Cooperative Grasping and Transportation using Multi-agent Reinforcement Learning with Ternary Force Representation

TL;DR

This study proposes multi-agent reinforcement learning (MARL) with ternary force representation, a force representation that maintains consistent representation against variations in grasping environment, and demonstrates the robustness of the proposed method to changes in grasping force, object size and geometry as well as inherent sim2real gap.

Abstract

Cooperative grasping and transportation require effective coordination to complete the task. This study focuses on the approach leveraging force-sensing feedback, where robots use sensors to detect forces applied by others on an object to achieve coordination. Unlike explicit communication, it avoids delays and interruptions; however, force-sensing is highly sensitive and prone to interference from variations in grasping environment, such as changes in grasping force, grasping pose, object size and geometry, which can interfere with force signals, subsequently undermining coordination. We propose multi-agent reinforcement learning (MARL) with ternary force representation, a force representation that maintains consistent representation against variations in grasping environment. The simulation and real-world experiments demonstrate the robustness of the proposed method to changes in grasping force, object size and geometry as well as inherent sim2real gap.

Figures (5)

• Figure 2: Cooperative grasping and transportation by two HSRs through implicit communication via force-sensing feedback.
• Figure 3: Asysmetric actor-critic-based MARL framework with ternary force representation.
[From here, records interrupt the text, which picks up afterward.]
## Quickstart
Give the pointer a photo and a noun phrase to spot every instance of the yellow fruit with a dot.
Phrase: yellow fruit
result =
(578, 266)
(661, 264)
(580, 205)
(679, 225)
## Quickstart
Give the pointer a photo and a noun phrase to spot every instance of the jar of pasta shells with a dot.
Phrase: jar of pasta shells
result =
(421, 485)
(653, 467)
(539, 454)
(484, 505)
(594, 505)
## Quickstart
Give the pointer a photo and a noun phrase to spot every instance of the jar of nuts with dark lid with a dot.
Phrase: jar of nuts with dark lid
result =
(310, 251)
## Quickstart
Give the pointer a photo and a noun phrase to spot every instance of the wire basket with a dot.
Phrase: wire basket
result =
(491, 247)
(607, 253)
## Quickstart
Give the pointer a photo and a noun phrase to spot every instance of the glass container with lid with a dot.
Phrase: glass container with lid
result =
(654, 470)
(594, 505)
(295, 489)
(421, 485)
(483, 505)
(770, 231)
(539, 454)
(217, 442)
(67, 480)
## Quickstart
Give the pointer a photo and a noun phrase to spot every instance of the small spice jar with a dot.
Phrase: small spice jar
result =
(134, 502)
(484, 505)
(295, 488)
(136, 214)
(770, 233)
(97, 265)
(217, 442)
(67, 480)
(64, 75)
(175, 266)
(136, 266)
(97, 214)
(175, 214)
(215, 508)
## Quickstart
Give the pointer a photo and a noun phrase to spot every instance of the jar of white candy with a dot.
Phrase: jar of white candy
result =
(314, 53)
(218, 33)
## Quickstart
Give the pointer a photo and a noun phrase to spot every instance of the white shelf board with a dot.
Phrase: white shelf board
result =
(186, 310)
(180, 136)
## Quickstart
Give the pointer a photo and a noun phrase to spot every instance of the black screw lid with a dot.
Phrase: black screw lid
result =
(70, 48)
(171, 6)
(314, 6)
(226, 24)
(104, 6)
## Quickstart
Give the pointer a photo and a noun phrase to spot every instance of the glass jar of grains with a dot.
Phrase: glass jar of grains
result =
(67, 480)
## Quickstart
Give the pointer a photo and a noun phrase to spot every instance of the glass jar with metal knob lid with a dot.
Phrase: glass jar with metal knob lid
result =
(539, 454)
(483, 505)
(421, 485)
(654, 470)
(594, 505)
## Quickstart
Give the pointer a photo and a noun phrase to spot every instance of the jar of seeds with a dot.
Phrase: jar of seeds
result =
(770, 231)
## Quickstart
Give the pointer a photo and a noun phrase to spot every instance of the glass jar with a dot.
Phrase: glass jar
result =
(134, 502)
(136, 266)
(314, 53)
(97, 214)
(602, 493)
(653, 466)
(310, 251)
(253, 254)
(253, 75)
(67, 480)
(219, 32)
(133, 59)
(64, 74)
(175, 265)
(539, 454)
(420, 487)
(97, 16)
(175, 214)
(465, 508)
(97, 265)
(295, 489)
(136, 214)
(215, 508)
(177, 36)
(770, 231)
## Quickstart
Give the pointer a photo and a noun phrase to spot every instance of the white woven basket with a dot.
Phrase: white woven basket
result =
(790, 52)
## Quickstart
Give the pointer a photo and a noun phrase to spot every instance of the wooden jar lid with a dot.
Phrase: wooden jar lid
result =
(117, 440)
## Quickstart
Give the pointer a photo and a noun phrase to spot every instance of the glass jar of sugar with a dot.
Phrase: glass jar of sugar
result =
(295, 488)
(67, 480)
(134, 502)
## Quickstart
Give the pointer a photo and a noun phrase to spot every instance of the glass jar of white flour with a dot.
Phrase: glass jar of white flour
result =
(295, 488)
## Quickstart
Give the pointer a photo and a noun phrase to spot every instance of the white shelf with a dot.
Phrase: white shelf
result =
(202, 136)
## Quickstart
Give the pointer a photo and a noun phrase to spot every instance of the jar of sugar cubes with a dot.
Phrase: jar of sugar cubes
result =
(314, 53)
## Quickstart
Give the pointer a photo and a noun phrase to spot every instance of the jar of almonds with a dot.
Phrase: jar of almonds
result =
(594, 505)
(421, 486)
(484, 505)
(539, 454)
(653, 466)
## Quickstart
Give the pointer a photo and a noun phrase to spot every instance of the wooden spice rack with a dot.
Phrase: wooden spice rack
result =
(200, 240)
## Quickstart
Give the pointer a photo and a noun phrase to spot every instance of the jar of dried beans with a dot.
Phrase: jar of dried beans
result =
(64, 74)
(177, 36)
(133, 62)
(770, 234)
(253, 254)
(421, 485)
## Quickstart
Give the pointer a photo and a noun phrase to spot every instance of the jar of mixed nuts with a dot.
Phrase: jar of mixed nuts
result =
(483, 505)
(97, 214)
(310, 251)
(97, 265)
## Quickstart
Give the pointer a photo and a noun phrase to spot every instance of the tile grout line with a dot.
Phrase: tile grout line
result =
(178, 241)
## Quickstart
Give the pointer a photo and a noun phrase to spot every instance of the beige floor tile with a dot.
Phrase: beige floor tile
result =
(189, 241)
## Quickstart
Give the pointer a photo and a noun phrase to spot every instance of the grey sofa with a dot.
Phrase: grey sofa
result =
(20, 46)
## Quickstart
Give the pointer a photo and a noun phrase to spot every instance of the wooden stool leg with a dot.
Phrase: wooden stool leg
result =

Even though the raw force signals differ between training and execution, converting raw force signals to the representation with consistent values of -1, 0, or 1 ensures consistency and retains informative values despite variations in the grasping environment.
• Figure 4: Simulation environment for cooperative grasping and transportation.
• Figure 5: Cumulative rewards of evaluated methods.
• Figure 6: Successive frames of two HSRs trained by our method successfully grasp and transport an object to the target position. (1) Initially, the two robots are placed randomly around the object. (2) The robots approach their respective grasping points. (3) Robot 2 successfully grasps the object first and waits for Robot 1 to complete its grasp. (4) Robot 1 then grasps the object. The robot that first grasps the object detects its partner’s grasp by observing changes in the force signals and the orientation of the object. (5) After both robots have securely grasped the object, they lift it together. (6-7) They transport the object toward the target, coordinating through ternary force representation. (8) Finally, the object reaches the target position.